Developmental neurotoxicity

Developmental neurotoxicity, olfactory toxicity and intranasal delivery of therapeutic agents to the brain  (Eva Brittebo) 

Exposure to environmental pollutants during early life has recently been suggested as a potential risk factor for sporadic forms of neurodegenerative disease. We have identified a cyanobacterial neurotoxin BMAA (β-N-methylamino-L-alanine) that induces specific long-term degenerative changes in the rodent hippocampus following neonatal exposure. Cognitive deficits as well as progressive neurodegenerative changes including abundant intracellular fibril formation, calcification, and enrichment of chaperones, cytoskeletal, and intermediate filament proteins were observed in the adult rat hippocampus. 

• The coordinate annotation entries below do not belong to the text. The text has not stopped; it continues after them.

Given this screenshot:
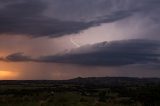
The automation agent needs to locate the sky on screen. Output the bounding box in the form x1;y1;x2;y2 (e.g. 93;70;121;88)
0;0;160;80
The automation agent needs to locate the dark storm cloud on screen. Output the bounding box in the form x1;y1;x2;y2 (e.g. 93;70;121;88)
4;39;160;66
0;0;159;37
4;53;33;62
39;40;160;66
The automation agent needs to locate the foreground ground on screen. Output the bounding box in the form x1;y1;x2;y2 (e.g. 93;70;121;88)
0;77;160;106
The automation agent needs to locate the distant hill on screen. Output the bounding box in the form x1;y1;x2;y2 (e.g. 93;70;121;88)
0;77;160;86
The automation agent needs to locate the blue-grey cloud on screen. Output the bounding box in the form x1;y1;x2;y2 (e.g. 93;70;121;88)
4;39;160;66
3;53;33;62
0;0;160;37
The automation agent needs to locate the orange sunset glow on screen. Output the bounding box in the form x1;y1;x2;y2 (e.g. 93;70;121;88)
0;70;18;80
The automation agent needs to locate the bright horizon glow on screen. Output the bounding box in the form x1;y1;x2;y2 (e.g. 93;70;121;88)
0;70;18;80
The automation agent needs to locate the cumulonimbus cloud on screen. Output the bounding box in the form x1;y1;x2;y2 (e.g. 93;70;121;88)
3;39;160;66
0;0;159;37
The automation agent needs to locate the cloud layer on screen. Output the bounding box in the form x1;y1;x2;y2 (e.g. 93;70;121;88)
0;0;160;37
3;39;160;66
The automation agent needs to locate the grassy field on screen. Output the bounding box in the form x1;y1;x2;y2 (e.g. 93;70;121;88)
0;77;160;106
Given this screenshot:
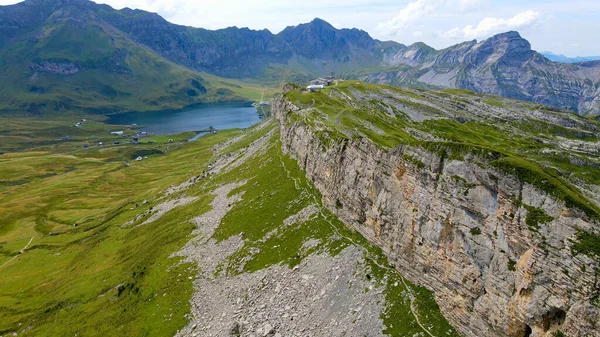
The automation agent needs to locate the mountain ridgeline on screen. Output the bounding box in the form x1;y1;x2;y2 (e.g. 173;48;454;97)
0;0;600;114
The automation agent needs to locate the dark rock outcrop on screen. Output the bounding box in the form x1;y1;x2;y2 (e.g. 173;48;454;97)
272;92;600;337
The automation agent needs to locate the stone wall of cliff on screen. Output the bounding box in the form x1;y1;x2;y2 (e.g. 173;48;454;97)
273;96;600;337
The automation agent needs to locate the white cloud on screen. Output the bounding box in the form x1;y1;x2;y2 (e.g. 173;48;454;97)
378;0;485;35
439;10;540;40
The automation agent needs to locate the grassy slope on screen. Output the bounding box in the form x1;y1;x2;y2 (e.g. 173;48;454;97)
287;81;600;252
0;10;274;114
0;117;456;336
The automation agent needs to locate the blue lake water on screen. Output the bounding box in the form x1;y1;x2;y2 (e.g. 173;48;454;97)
107;103;261;134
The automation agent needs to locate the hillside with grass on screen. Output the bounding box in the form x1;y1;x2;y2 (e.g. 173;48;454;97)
0;0;270;115
272;81;600;337
0;111;458;336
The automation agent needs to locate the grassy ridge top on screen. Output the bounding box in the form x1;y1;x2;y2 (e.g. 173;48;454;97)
0;119;458;336
286;81;600;220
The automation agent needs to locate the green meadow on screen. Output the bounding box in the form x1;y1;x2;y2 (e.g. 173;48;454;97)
0;113;457;336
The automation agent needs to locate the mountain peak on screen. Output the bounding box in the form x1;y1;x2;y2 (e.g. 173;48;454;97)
491;30;522;39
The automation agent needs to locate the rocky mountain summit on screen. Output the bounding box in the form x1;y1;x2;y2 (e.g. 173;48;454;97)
0;0;600;114
274;81;600;337
360;32;600;114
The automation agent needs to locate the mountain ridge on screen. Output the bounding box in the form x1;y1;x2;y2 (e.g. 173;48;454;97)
0;0;600;114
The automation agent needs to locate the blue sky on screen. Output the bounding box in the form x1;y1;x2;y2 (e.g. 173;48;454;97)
0;0;600;56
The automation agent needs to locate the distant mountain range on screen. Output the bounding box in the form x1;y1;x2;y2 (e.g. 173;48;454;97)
0;0;600;114
542;51;600;63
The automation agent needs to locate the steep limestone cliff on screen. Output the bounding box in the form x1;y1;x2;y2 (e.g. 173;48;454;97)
273;82;600;337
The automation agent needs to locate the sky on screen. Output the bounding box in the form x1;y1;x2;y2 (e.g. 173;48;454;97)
0;0;600;57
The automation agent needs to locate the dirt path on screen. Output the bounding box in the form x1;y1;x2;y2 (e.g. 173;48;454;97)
279;146;436;337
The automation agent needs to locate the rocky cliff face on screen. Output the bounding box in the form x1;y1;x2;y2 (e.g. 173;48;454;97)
0;0;600;114
273;90;600;337
360;32;600;114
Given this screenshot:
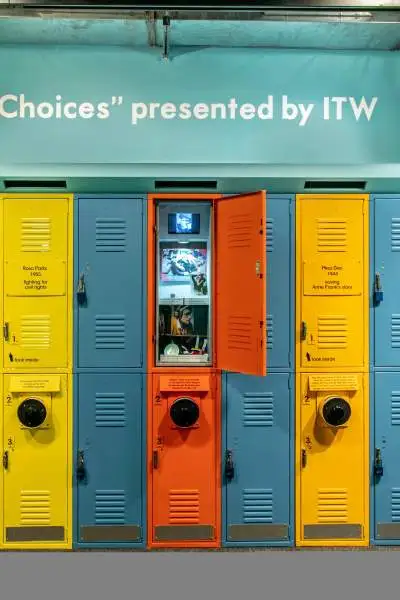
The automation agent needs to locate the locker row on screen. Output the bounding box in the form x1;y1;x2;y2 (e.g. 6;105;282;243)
0;192;400;548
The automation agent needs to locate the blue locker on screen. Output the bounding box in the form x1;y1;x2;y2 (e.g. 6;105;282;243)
75;196;146;370
222;196;294;546
371;372;400;545
223;373;293;546
371;196;400;370
74;373;146;548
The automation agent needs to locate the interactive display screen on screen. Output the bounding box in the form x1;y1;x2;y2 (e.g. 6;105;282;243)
168;213;200;234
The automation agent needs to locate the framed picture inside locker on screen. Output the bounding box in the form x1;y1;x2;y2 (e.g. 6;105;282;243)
148;191;267;375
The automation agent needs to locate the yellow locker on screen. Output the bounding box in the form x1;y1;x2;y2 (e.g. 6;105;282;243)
2;374;72;549
296;195;369;372
3;194;72;372
296;373;369;546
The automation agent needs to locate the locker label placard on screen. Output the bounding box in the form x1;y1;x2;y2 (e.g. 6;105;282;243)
9;375;61;393
308;373;359;392
303;260;362;296
160;375;210;392
5;259;66;296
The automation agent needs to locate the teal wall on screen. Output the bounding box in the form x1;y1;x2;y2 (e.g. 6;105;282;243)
0;45;400;177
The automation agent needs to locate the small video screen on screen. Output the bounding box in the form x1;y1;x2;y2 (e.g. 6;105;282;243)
168;213;200;235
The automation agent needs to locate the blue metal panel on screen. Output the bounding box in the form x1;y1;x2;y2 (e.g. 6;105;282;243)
372;196;400;369
74;373;146;547
75;196;146;370
371;371;400;545
267;196;294;371
222;373;294;546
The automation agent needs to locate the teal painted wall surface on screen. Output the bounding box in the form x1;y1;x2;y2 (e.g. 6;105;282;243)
0;46;400;171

We have also identified some potent olfactory toxicants (e.g. the herbicides chlorthiamid and its major metabolite dichobenil as well as 2,6-dichlorophenyl methylsulfone). These compounds induce extensive necrosis in the olfactory mucosa and permanent degenerative changes in the olfactory region following a CYP-dependent bioactivation to reactive intermediates. There is also an activation of stress proteins and caspases in the olfactory mucosa. In addition, a CYP-dependent bioactivation of the antithyroid drug methimazole was demonstrated to induce an extensive but reversible toxicity in the olfactory mucosa as well as secondary changes in the olfactory bulb.

Finally, we have demonstrated that intranasal delivery of novel cell-based therapeutic agents such as engineered T regulatory (Treg) cells and CNS retargeted human mesenchymal stromal cells (MSC) parentes will significantly suppress ongoing inflammation and reduce disease symptoms in an experimental autoimmune encephalomyelitis (EAE) model of multiple sclerosis.